Another leading company, Amazon, is combining cognitive AI with data analytics and robotics to manage highly automated, intelligent supply chains around the world.
There is high demand in the market for next-generation, technology-enabled value chains. The Singapore Government, which has allocated US$19 billion under the Research, Innovation and Enterprise 2020 Plan (RIE), with the fund potentially topped up at Budget 2020, is well placed for participation in these advanced manufacturing and engineering areas.
This will allow the city-state to become a prime destination for leading multinationals that are seeking an edge in this area.
Meanwhile because human capital is still hugely important, Singapore’s world-class universities and a rapidly growing ecosystem of start-ups, business incubators and funding initiatives will strengthen a renewed push for automated factory technologies.

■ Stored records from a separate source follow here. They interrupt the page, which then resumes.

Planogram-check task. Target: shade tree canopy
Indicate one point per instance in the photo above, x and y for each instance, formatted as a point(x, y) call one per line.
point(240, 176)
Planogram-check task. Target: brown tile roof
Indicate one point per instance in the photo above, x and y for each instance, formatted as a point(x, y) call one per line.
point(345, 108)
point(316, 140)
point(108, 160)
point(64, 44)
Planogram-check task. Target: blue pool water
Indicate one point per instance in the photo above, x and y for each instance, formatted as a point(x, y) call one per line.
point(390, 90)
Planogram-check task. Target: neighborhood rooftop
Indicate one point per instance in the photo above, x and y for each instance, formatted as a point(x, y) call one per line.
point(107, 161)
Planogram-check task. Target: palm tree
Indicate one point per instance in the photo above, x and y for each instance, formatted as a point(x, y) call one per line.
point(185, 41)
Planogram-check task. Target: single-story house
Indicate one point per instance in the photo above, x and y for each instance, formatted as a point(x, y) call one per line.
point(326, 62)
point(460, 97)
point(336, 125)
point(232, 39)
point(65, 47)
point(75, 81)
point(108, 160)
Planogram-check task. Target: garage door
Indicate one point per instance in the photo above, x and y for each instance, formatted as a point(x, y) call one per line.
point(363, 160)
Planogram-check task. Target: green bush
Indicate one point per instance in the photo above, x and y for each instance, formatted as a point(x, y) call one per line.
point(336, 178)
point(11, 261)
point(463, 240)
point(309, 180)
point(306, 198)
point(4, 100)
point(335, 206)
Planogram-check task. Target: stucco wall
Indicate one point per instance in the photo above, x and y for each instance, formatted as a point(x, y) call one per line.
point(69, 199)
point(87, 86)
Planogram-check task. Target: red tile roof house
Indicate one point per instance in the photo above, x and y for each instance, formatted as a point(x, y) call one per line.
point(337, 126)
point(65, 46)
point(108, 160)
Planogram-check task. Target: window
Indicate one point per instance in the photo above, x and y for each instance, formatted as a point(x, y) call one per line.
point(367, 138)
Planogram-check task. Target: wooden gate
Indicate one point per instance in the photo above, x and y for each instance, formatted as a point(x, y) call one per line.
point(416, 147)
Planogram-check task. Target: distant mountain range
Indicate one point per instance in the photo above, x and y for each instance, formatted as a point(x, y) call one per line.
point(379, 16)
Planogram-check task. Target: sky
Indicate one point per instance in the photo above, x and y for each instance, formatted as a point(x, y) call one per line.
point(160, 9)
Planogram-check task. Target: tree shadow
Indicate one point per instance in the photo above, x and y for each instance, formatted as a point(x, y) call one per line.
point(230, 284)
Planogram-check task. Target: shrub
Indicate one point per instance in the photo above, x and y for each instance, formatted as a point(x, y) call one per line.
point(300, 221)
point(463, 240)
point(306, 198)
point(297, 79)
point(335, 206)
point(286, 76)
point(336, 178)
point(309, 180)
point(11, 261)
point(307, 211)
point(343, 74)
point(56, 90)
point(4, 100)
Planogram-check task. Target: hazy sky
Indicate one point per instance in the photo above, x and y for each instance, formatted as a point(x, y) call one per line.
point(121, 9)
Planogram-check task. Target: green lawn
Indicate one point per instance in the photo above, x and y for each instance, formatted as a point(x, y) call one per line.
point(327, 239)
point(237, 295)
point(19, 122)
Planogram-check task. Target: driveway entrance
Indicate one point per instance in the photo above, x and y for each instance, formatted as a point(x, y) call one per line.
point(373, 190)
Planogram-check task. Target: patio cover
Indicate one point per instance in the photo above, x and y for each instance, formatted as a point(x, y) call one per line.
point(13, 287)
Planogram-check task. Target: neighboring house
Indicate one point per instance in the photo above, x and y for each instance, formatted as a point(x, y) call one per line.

THE ECONOMIC VALUE OF GOOD GOVERNANCE
Singapore has become a regional hub for many of the world’s top companies because of its ability to facilitate what I consider the 5 most important “T-words” in the modern business lexicon: Transparency, truth, trust, technology and talent. These are the backbone of corporate good governance and rules-based frameworks.
Even at time when the World Trade Organization is in existential crisis and the United States - the historic champion of open, rules-based trade - has become increasingly less engaged in international frameworks, a significant bloc of the world’s trading nations still recognise the benefits of multilateral trade agreements.

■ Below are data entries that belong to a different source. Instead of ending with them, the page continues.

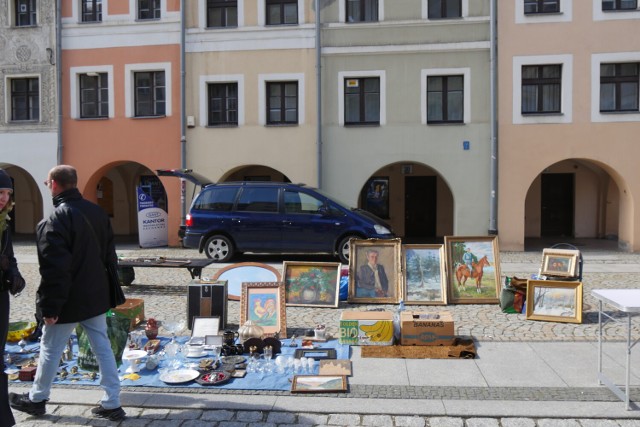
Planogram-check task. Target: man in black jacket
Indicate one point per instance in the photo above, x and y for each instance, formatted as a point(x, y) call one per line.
point(73, 245)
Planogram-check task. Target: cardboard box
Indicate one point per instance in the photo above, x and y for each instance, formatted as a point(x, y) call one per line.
point(366, 328)
point(421, 328)
point(133, 309)
point(207, 299)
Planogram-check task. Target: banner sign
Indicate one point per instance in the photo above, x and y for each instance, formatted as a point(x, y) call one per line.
point(152, 222)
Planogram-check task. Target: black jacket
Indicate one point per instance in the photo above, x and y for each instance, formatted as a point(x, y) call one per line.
point(72, 256)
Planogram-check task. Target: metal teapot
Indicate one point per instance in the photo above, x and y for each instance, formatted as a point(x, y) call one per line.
point(250, 330)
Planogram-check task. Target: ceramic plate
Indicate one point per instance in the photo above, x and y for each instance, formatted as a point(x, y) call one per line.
point(179, 376)
point(134, 354)
point(233, 359)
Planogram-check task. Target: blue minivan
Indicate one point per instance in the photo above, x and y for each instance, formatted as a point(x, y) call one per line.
point(230, 218)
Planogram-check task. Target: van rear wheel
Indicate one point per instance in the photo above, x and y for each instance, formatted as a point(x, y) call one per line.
point(219, 248)
point(343, 249)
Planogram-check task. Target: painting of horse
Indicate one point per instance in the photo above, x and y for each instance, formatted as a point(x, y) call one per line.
point(472, 260)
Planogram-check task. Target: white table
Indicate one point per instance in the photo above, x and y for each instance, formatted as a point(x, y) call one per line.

READ: Commentary: The brewing discontent with trade and one step to restoring faith in globalisation
Singapore is a member of two highly progressive FTAs, including the EU-Singapore Free Trade Agreement and the Comprehensive and Progressive Trans-Pacific Partnership.
Both are based on “deep” rules-based frameworks that have standards, among other things, that address environmental sustainability, labour ethics, data privacy and other key values - all of which, in today’s world, are critical for the development of new trading ecosystems in Asia and beyond.

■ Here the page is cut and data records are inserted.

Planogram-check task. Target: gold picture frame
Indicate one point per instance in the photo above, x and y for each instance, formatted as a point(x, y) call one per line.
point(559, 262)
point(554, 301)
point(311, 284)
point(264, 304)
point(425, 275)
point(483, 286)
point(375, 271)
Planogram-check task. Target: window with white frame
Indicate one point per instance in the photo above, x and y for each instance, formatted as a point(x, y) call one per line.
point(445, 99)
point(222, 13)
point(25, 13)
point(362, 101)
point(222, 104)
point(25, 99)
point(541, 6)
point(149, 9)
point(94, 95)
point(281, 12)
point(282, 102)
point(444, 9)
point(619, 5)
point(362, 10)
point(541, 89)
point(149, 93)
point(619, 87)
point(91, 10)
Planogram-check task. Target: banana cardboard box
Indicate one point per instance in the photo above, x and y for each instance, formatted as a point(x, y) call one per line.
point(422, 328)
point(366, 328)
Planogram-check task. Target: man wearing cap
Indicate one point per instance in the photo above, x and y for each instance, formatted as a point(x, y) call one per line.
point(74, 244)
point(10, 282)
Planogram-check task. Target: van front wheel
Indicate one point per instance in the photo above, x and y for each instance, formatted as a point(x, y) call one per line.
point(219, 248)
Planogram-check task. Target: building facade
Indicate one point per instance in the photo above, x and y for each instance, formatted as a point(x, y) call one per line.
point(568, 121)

Singapore’s reputation as a champion of good governance and the “5 T-words,” combined with its designation as one of the world’s most innovative tech centres, provides a unique environment for companies to build transparent, truthful and trustworthy value chains around a set of progressive trade values - empowered by the right talent and technology.
In the near term, COVID-19 may bring challenging economic times to Singapore. These local challenges will most certainly be met and overcome by a proactive government.
But COVID-19’s lasting effects will be more pervasive and long-term, as Singapore adjusts to a new and promising role in a shifting economic landscape.
Alex Capri is Visiting Senior Fellow with the Department of Analytics & Operations at NUS Business School.